London, Apr 8 (efe-epa).- British health minister Matt Hancock on Thursday urged citizens of the United Kingdom to continue to get vaccinated against Covid-19 and backed the use of AstraZeneca shot, saying the risk of clotting remains low.

On Wednesday, British Medicines and Healthcare products Regulatory Agency (MHRA) restricted the rollout of the AstraZeneca/Oxford to people aged under 30 over potential links between the vaccine and rare cases of blood clots.

That move came on the same day that the EU medicines regulator said it had found a possible link between the rare thrombosis events and the AstraZeneca vaccine, although the EMA reiterated that the benefits of getting the jab outweighed the risks, a view which Hancock shares.

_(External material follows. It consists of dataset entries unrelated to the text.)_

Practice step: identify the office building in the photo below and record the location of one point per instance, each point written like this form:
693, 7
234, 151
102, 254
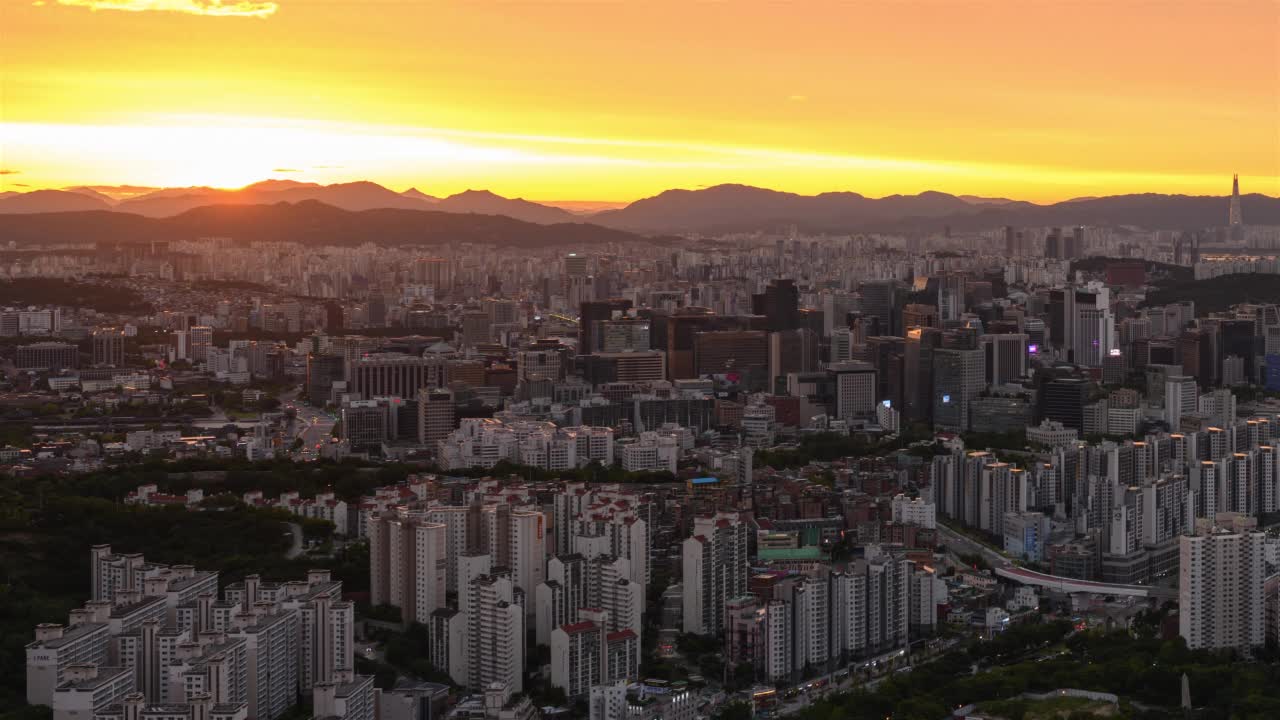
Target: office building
51, 356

“What we have learned in the last 24 hours is that the rollout of the vaccine is working,” Hancock said in a video he posted to Twitter.

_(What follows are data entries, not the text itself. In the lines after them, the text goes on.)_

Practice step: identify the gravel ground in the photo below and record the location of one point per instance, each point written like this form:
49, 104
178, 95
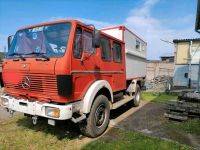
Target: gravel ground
148, 118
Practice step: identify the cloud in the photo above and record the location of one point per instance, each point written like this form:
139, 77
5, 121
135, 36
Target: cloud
3, 44
151, 29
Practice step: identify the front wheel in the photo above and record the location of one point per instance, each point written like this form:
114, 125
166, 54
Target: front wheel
98, 119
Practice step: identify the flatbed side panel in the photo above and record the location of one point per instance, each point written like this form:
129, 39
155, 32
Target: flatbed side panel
135, 51
135, 57
135, 66
130, 45
115, 32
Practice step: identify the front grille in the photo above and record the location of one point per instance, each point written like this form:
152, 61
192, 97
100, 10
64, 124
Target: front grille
37, 83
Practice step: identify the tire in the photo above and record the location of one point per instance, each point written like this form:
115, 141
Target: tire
136, 100
98, 119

“We have seen that the safety system is working because the regulators can spot even this extremely rare event — four in a million — and take necessary action to ensure the rollout is as safe as it possibly can be,” he added.

People aged between 18 and 29, who do not have underlying health conditions, will now be recommended other vaccines instead, according to MHRA.

Those vaccines include the Pfizer/BioNTech or Moderna jabs, which have both been approved for use in Britain.

Hancock underlined the vaccine was breaking the link between coronavirus cases and deaths, saying the “number of people dying from Covid halved again just in the last nine days… and is down 98 percent from the peak (recorded at the beginning of this year).”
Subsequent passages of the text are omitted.